Grâce à l'intervention du pape, il y eut bien ensuite une trève, puis, les hostilités ayant été reprises, une seconde trève de six mois (mai-novembre 1347), pendant laquelle Aimar le Gros se rendit, ainsi que nous l'avons dit, auprès du roi Philippe VI ; mais ce n'est en fin de compte qu'après douze ans d'une lutte acharnée, qu'un dernier accord, scellant nombre d'autres arrangements, donna la paix au pays en attribuant aux comtes de Valentinois l'entière possession de Crest, l'évêque recevant, en retour de ce qu'il abandonnait, les châteaux de Bourdeaux et de Bezaudun, certains droits sur le Vercors et une rente annuelle de 200 florins.

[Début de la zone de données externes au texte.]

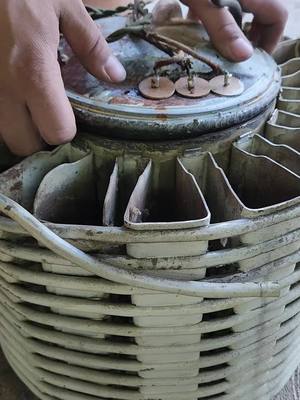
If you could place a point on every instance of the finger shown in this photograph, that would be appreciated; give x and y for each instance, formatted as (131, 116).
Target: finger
(223, 30)
(270, 17)
(18, 130)
(47, 101)
(89, 44)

Cet acte, qui est du 1er septembre 1357, constituait un triomphe pour Aimar VI, qui réalisa ainsi le rêve de plusieurs générations des siens, mais qui ne fut toujours pas moins aux prises avec de très grosses difficultés. Car, s'étant trouvé tellement à court d'argent, dès le commencement de son règne, qu'il lui avait fallu emprunter au pape la rançon de son oncle le seigneur de Veynes, il ne fit naturellement qu'augmenter sa gêne en guerroyant un peu partout, et c'est probablement là ce qui lui fit déserter un moment l'alliance française, à l'instigation de l'empereur Charles IV, allant jusqu'à faire arrêter un envoyé du roi de France, pour entraver les négociations qui devaient aboutir à la cession du Dauphiné au petit fils de ce prince.
Revenu ensuite à ses premiers errements, Aimar VI en fut récompensé par la charge de gouverneur de ce même Dauphiné, c'est-à-dire par une sorte de vice-royauté ; seulement, ses embarras financiers le firent alors se conduire de telle sorte, qu'étant intervenu dans le traité en date du 5 janvier 1355, par lequel le Faucigny fut cédé au comte de Savoie en échange de ce que possédait ce comte en deçà du Guiers, on l'accusa de s'être laissé corrompre ; d'où un long et coûteux procès devant le parlement de Paris, qui le condamna " à payer mille marcs d'argent au roy Charles et à luy restituer certains chasteaux qu'il avoit livrés au comte de Savoye pendant sa lieutenance. De quoy néanmoins le roy octroya absolution, par lettres du mois d'aoust 1368, moyennant la somme de 15,000 florins d'or, qu'il paya à sa Majesté. " Ce déboursé ne fit naturellement qu'aggraver sa situation et, pour comble, Hugues de Châlons, seigneur d'Arlay, qui le rendait responsable de certains dommages subis, s'étant emparé de lui dans un guet-apens, au mois de novembre suivant, ne le relâcha au bout de cinq mois de captivité, qu'après lui avoir extorqué différentes sommes s'élevant en total à 50,000 livres. Aussi, le malheureux Aimar VI dut-il aliéner quantité de biens pendant ses dernières années, notamment les terres et châteaux de Bouzols et de Fay en Vivarais, ceux de Marches et de Chantemerle en Valentinois, le péage de la Roche-de-Glun et les 500 livres de rente qu'il avait sur Aiguemortes. Enfin, à bout de ressources et sans enfant de son mariage avec Elips de Beaufort, nièce du pape Clément VI et sœur de Grégoire XI, qu'il avait épousée le 13 décembre 1344, Aimar le Gros, testa le 9 février 1373, insti{252}tuant héritier universel, sous réserve d'usufruit au profit de sa veuve, son cousin Louis de Poitiers, fils du seigneur de Veynes ; puis, vendit au pape, moyennant 30,000 florins et une portion de la terre de Montélimar, le haut domaine de toutes ses terres, pour lesquelles il lui fit hommage-lige, le 13 mars 1374.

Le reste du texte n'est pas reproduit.